In form and fabric, the hall was designed well beyond immediate requirements, in anticipation of the Creek Street congregation playing a more prominent role in the development of Queensland Presbyterianism. From May 1886 to May 1889 the Sabbath School Hall functioned as a temporary church while the permanent St Paul's Church was under construction, establishing a precinct which later included church, hall and manse. The manse was demolished in the 1980s.

Over the subsequent century the hall became the focus for the church's social activities, and was home to an active Sunday School in the period prior to the First World War. An extensive library was established in the hall in connection with the Sunday School.

The building served more than the immediate congregation, and in the late 1920s was the venue for local gymnastic competitions.

Falling attendances at evening church services during the 1930s depression resulted in their being conducted in the hall, often in a less formal manner than the regular service.

In February 1942 during World War II the Australian defence authorities requisitioned the hall for possible use as an emergency centre during air raids, and from these premises the Hon. Robert Menzies conducted his final campaign meeting for the 1949 Australian federal election at which he became Prime Minister of Australia.

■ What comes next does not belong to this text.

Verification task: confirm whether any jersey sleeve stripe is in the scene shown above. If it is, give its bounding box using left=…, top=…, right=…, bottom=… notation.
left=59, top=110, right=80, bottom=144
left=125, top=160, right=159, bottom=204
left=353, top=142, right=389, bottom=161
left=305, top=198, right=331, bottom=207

In 1982 sections of the exterior brickwork were renovated, and early in 1984 a new floor was laid, wiring and power points were renewed, plumbing was repaired and the interior was painted.

== Description ==
St Paul's Presbyterian Church Hall, designed in the gothic style with classical nuances, is a low, wide brick building with buttresses and stone facings, built to a T-shape plan with the leg abutting the street.

It is capped with a gabled roof clad in broad profile galvanised iron, above which square brick and stone pinnacles rise from the buttresses at the ends of each of the four gables.

The front facade, which has a northwest aspect, features a central, pointed-arch window with drip moulding, three green glass lights, tracery, and mullions; and gothic arched doorways with stone pediments above, on either side of the window. Above this is a broad pediment decorated with abbreviated blind panel tracery.

The interior, with its rendered walls, timber dado panelling and raised dais at the eastern end, is lit by rectangular multi-paned windows located in the bays along the sides.

The hall remains largely intact in form, fabric and function.

== Heritage listing ==
St Paul's Presbyterian Church Hall was listed on the Queensland Heritage Register on 21 October 1992 having satisfied the following criteria.

The place is important in demonstrating the evolution or pattern of Queensland's history.

St Paul's Presbyterian Church Hall, constructed in 1886, is significant historically as evidence of the Creek Street congregation's anticipation of playing a prominent role in Queensland Presbyterianism, and as an integral part of a cohesive ecclesiastical precinct formed with the adjoining St Paul's Presbyterian Church and boundary fence.

The place demonstrates rare, uncommon or endangered aspects of Queensland's cultural heritage.

It is a rare 1880s gothic-styled brick hall in Brisbane, and is an example of the ecclesiastical work of former colonial architect FDG Stanley.

The place is important in demonstrating the principal characteristics of a particular class of cultural places.

It is a rare 1880s gothic-styled brick hall in Brisbane, and is an example of the ecclesiastical work of former colonial architect FDG Stanley.

The place is important because of its aesthetic significance.

The place is important for its aesthetic contribution to the Spring Hill townscape.

The place has a strong or special association with a particular community or cultural group for social, cultural or spiritual reasons.

It is significant also for its community association as the first of the St Paul's precinct buildings on Spring Hill, and as a venue for local entertainments for over a century.

The place has a special association with the life or work of a particular person, group or organisation of importance in Queensland's history.

It is a rare 1880s gothic-styled brick hall in Brisbane, and is an example of the ecclesiastical work of former colonial architect FDG Stanley.